Fishing is Scott Ward’s way of relaxing. He didn’t have any risk factors that he knew of for cancer so he ignored the lump on his neck until he couldn’t ignore it anymore.
Dr. Donald Doll, an oncologist at the University of Missouri Health Care, treated Ward for his cancer.
“We’re seeing more and more younger and healthier patients,” Doll said. “They’re not smokers or drinkers. It’s HPV-related.”
Smoking and drinking can cause oral cancers. But Ward’s cancer was caused by HPV, the human papilloma virus.
“Normally, you think HPV, you think of women — cervical cancer,” Doll said.
HPV does cause cervical cancer, but Doll says it’s a misconception that only women have to be concerned with cancers caused by this virus.
“The big ones are cervical cancer and the oropharyngeal cancer,” Doll said.
Oropharyngeal cancers affect the head and neck, including tonsils. Ward’s cancer started in a tonsil. HPV can also lead to anal cancer in both sexes and penile cancer in men.
But there’s a vaccine that’s been around for more than a decade that can protect against the HPV virus. If all boys and girls received it, no one would get HPV-related cancers.
The HPV vaccine is best when given to children between 9 and 12 years old, before they are sexually active. But teenagers and young adults can still benefit from the vaccine.
Not everyone who gets the HPV virus develops cancer. But it is a risk factor. The U.S. Centers for Disease Control estimates that 70 percent of cases of head and neck cancers are caused by HPV. The agency says about 14 million people in the U.S. alone become infected with HPV each year. Yet, about half of all U.S. adolescents have not been vaccinated, which requires a series of three shots.

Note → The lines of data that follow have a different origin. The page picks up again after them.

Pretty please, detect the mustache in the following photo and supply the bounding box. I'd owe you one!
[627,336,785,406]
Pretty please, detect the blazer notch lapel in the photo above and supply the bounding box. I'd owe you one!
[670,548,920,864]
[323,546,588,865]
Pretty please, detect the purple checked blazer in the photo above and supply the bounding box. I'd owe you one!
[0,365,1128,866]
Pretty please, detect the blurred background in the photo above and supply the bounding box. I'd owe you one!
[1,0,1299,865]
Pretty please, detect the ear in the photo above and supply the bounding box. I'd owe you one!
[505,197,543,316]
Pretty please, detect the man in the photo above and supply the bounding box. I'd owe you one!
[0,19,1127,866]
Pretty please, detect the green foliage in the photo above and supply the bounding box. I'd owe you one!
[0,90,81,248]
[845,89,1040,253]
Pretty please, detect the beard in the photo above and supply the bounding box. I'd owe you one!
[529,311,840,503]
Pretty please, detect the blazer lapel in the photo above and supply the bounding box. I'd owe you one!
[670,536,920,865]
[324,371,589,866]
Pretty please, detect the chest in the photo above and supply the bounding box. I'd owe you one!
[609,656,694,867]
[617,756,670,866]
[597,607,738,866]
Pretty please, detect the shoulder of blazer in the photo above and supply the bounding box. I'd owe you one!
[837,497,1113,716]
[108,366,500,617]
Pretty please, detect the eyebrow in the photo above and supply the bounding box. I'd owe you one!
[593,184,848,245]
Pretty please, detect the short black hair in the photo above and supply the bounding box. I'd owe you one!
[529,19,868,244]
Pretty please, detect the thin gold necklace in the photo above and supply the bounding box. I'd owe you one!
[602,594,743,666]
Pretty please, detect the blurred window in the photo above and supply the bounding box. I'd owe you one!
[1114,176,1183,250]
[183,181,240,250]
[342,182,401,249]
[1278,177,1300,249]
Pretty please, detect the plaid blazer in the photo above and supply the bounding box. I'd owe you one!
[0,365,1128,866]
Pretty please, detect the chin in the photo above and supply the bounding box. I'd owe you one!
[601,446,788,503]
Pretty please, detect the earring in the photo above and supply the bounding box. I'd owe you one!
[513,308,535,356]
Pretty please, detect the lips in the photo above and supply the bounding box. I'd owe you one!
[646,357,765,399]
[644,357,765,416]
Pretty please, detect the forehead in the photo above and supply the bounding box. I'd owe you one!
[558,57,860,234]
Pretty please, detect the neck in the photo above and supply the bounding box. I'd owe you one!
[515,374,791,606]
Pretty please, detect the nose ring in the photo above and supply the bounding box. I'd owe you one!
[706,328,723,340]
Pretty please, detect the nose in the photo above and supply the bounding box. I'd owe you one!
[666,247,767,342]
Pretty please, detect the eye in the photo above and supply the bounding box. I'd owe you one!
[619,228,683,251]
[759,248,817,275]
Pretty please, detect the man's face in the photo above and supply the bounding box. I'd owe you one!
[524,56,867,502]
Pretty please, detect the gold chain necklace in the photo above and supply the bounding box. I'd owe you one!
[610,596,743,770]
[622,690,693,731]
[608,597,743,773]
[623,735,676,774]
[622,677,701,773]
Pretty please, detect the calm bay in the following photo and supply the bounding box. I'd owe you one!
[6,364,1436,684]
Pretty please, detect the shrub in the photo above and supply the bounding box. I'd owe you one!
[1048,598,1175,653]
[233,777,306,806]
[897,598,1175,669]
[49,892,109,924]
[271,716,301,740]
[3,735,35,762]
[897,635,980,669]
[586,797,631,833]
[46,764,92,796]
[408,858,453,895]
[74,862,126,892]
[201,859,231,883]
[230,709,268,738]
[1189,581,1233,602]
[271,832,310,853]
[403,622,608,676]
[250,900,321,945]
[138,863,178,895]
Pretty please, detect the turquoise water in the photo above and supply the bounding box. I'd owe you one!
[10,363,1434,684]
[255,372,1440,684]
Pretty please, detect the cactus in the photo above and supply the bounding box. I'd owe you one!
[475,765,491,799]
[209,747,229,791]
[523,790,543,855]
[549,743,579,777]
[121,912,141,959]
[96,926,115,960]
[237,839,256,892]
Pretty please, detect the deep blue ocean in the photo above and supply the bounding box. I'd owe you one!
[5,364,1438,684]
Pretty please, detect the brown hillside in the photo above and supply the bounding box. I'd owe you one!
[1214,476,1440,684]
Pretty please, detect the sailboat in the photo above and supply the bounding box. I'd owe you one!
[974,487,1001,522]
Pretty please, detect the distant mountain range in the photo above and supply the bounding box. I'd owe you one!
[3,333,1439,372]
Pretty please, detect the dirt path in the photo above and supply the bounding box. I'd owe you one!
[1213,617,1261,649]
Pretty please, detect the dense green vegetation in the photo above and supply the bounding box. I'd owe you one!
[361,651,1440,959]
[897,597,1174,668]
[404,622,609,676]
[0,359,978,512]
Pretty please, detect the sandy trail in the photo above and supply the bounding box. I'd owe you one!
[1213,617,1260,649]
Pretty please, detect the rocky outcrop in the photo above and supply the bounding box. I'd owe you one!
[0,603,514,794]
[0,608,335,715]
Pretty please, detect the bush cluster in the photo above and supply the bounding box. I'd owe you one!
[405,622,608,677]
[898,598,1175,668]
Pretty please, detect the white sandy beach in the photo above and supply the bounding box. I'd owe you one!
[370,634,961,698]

The CDC says the side effects are generally short term and not serious. They can include dizziness, headache, nausea, fever, and pain and swelling in the arm where the shot was given.
Ward’s recovery was difficult. He had surgery, radiation and chemotherapy. But he’s now cancer-free.
“It’s a journey. I made it through,” Ward said.
Ward wishes the HPV vaccine existed when he was a teen. He says if he had kids, he would get them vaccinated.
“I tell people that do have kids … it’s a prevention. Get it.”
Head and neck cancers are the sixth most common cancers worldwide. The HPV virus also causes half a million cases of cervical cancer each year.